Johannesburgo, 30 set (EFE).- A África do Sul reabrirá as fronteiras no dia 1º de outubro, após mais de meio ano fechadas para frear a pandemia de Covid-19, mas excluirá os turistas do Brasil e de outras zonas de "alto risco", como a maior parte da América Latina, Estados Unidos, França e Reino Unido.

A lista de exclusões também conta com Portugal, Holanda, Bélgica, Índia, Rússia, Irã, México, Peru, Argentina, Chile, Venezuela, Colômbia, Costa Rica, Bolívia, Equador, Honduras, Guatemala e Panamá.

Os esclarecimentos sobre a retomada do tráfego internacional, que já era esperada há dias, foram anunciadas nesta quarta-feira, durante uma roda de imprensa conjunta de vários ministros do governo do presidente sul-africano, Cyril Ramaphosa, duas horas antes do horário da reabertura de fronteiras.

As restrições se aplicam ao turismo e ao lazer, mas a África do Sul permitirá viagens de qualquer país por motivos diplomáticos ou negócios, sob a condição de apresentar, ao aterrissar, um exame de PCR negativo feito até 72 horas antes.

Inicialmente, os ministros não comunicaram a lista completa.

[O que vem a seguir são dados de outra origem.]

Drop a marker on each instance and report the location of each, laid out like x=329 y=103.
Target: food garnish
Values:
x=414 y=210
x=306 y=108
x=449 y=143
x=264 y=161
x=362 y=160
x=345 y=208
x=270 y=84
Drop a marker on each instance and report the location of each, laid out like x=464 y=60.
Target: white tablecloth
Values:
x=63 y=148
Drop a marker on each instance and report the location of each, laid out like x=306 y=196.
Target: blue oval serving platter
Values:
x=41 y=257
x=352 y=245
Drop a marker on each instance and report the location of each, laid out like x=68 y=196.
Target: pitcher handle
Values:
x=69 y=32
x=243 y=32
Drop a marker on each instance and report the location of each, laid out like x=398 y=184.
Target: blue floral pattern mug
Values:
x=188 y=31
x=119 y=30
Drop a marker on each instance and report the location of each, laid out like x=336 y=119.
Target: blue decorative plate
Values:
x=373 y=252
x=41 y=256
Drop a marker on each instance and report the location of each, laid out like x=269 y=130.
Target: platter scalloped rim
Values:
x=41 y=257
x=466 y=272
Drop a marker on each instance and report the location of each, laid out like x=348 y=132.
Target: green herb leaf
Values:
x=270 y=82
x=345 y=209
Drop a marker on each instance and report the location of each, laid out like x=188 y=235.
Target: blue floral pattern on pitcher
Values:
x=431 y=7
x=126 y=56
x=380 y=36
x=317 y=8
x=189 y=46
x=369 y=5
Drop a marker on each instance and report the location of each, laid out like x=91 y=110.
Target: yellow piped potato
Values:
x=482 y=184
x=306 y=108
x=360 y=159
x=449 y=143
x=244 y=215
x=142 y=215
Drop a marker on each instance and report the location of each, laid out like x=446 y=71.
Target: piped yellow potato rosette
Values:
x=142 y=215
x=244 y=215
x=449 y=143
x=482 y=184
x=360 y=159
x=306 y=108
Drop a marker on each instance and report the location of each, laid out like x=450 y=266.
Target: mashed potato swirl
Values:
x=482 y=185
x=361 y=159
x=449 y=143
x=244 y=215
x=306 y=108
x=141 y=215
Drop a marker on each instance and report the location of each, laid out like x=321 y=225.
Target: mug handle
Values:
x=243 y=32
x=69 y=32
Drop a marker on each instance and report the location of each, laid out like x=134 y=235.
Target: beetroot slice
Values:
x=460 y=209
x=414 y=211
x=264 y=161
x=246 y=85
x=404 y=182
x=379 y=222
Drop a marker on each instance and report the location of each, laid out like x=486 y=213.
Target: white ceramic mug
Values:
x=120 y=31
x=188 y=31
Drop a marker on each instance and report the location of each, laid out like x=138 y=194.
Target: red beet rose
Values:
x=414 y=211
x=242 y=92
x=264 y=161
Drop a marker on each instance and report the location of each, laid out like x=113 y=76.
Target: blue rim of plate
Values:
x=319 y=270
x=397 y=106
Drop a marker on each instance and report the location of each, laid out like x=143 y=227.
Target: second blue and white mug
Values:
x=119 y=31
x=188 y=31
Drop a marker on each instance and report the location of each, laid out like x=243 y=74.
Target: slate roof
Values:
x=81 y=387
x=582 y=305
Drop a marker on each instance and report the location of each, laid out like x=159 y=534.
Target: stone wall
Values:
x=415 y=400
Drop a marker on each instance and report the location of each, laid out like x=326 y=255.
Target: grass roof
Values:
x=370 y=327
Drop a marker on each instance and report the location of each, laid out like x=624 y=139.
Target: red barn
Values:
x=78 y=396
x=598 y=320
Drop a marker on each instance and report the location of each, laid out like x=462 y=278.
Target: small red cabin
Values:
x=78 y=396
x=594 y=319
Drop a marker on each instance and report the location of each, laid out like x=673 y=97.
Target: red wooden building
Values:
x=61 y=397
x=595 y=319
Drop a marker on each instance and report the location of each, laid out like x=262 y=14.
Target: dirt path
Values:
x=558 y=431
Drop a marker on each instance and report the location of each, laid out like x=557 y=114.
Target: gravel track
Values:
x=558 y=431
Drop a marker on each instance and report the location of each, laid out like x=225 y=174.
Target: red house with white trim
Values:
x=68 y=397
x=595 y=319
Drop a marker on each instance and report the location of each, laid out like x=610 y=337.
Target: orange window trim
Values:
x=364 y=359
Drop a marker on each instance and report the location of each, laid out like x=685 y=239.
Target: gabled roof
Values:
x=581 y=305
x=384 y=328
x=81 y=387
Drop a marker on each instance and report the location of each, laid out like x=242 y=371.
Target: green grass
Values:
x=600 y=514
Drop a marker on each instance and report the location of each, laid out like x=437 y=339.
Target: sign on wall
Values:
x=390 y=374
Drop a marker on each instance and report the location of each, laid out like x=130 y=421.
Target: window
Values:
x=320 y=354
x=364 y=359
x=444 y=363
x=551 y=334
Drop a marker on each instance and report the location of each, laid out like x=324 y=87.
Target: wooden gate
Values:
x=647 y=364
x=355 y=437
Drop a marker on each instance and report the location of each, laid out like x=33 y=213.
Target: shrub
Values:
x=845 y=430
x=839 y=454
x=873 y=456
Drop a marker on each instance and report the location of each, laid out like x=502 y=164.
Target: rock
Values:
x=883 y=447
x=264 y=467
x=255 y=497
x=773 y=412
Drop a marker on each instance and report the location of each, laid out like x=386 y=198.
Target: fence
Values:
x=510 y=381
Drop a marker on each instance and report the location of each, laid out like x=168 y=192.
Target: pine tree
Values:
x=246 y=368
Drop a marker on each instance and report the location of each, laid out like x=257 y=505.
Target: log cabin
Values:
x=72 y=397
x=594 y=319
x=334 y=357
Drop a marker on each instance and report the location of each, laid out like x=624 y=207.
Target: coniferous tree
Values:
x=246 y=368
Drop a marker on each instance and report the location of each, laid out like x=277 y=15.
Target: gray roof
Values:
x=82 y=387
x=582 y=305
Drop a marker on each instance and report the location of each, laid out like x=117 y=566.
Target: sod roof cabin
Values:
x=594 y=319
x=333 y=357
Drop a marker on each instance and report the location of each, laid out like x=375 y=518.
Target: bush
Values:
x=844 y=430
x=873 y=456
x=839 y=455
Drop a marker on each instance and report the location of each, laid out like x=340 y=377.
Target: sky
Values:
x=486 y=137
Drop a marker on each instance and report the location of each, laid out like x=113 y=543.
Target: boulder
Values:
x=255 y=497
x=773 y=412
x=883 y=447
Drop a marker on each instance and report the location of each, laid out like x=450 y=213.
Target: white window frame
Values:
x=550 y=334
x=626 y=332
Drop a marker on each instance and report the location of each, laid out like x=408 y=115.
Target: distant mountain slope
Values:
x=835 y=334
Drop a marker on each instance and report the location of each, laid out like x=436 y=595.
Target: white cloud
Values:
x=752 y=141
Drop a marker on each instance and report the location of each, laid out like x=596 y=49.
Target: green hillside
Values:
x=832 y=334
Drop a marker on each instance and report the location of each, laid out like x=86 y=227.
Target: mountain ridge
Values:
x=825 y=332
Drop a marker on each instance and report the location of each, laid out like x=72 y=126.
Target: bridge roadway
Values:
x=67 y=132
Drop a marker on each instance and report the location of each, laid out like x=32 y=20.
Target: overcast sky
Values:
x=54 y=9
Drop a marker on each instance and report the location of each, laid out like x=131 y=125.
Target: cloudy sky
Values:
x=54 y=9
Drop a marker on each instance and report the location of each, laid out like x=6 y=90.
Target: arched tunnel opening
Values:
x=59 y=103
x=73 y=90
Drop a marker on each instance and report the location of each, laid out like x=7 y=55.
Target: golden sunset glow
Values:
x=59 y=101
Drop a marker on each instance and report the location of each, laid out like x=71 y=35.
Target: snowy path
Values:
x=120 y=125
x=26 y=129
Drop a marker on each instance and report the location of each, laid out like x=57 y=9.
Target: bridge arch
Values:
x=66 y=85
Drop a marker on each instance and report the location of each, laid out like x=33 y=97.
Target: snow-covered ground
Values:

Depois, o govenro divulgou uma atualização que conta com um total de 60 países restritos.

De acordo com a ministra das Relações Exteriores sul-africana, Naledi Pandor, a lista de restrições se baseia em critérios de transmissão da Covid-19 nos diferentes países e será revisada a cada duas semanas.

O país trabalhará com três níveis de risco: alto, para os países com níveis de transmissão maiores que os da África do Sul; médio, para aqueles nos quais a pandemia está se comportando de forma similar; e baixo, para os países com menor propagação da Covid-19.